In a little alley tucked away between Church and Filbert streets in Old City lies an assortment of stones. Burnt oranges, charcoal grays and sea blues are dotted into stiff sand, making each row and column even more distinct.
These cobblestones date back to the early 18th century, and are some of the oldest historical remains of that era. The bumpy patchwork leads from Betsy Ross’ home, (she sewed the first American flag) to the Christ Church.
“They are such a feature of Old City,” explained Neal Ronk, a senior tour guide and historian at the Christ Church on 2nd Street. “They are a physical reminder of a previous Philadelphia.”
As one may find, it’s easy to mistake what in fact are cobblestones. Fire-red bricks line almost perfectly in vertical and horizontal directions. Then, there’s the grayish-blue glazed blocks of similar design to their red counterparts,
but have smoother edges and a rutted surface. Unfortunately, these do not qualify as the real thing.
There’s nothing artificial about cobblestones.
Most of the ones in Philadelphia were taken from the river beds of the Delaware and Schuylkill rivers. Each 2- to 7-inch stone was washed, cleaned and assembled into the sand beds that have cradled them for over 200 years.
Often coined “pebble paving,” the popular
use of these stones lessened as the traffic
in the city increased. The pebbled streets slow horse carriages and vehicles, and were often too noisy to city dwellers.
These stones would eventually be replaced
by asphalt pavement and granite blocks that were less expensive and silent.
“Cobblestones were kept here almost by neglect,” Ronk said, referring to a time when Old City was a slum area because of its proximity to the river.
“I guess you could say neglect sometimes is preservation through other ways.”
Elfreth’s Alley is a historic landmark that once housed many immigrants during the early 1700s. Today, it shelters an array of colorful pebbles. The city removed most of the original stones from the streets in the late 1800s. But a new cobblestone walkway was built in 1974 to preserve an 18th century aesthetic appeal.
“I think for a lot of the city’s visitors, they associate cobblestone walkways with that 18th century appearance,” said Cory Kegerise, executive director of the Elfreth’s Alley Association.
“People know the word ‘cobblestone,’
and it meets their expectations of what a street should be like from that period.”
Today, only seven blocks of cobblestone paving are cited by the Historic Preservation Committee in Philadelphia.
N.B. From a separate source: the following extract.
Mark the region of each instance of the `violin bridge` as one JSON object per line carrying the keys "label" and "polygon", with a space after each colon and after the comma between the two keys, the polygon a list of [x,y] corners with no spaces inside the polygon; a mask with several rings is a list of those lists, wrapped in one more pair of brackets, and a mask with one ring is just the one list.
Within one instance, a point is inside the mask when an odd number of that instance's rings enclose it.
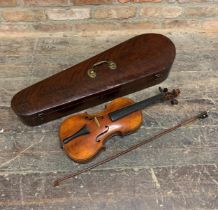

Other scattered patches – unstructured, broken and missing stones – are forgotten in the alleyways and side streets around the city.
Some complain about the bumpy stones, which send pulsating shocks to the soles of their feet.
“They’re awful to walk on with 3-inch heels at night,” said Philadelphia native Kristen Annesley.But this 18th century nostalgia attracts many tourists who want to experience the city that spearheaded American independence.
“It’s unfortunate that the cobblestones were replaced by asphalt,” said Jean Pool as she walked down Elfer’s Way. Pool traveled from Greenville, S.C., to see Independence Hall. “It’s like we’re changing everything to erase the past.”
Neal Ronk agreed. “It’s nice to pave streets with asphalt, but what would Philly be without stone walkways? These cobblestones help to remind me of a Philly before I was born … and when that will remain when I am gone.”
William Penn would be proud.
Stacy Nelson can be reached at firstname.lastname@example.org.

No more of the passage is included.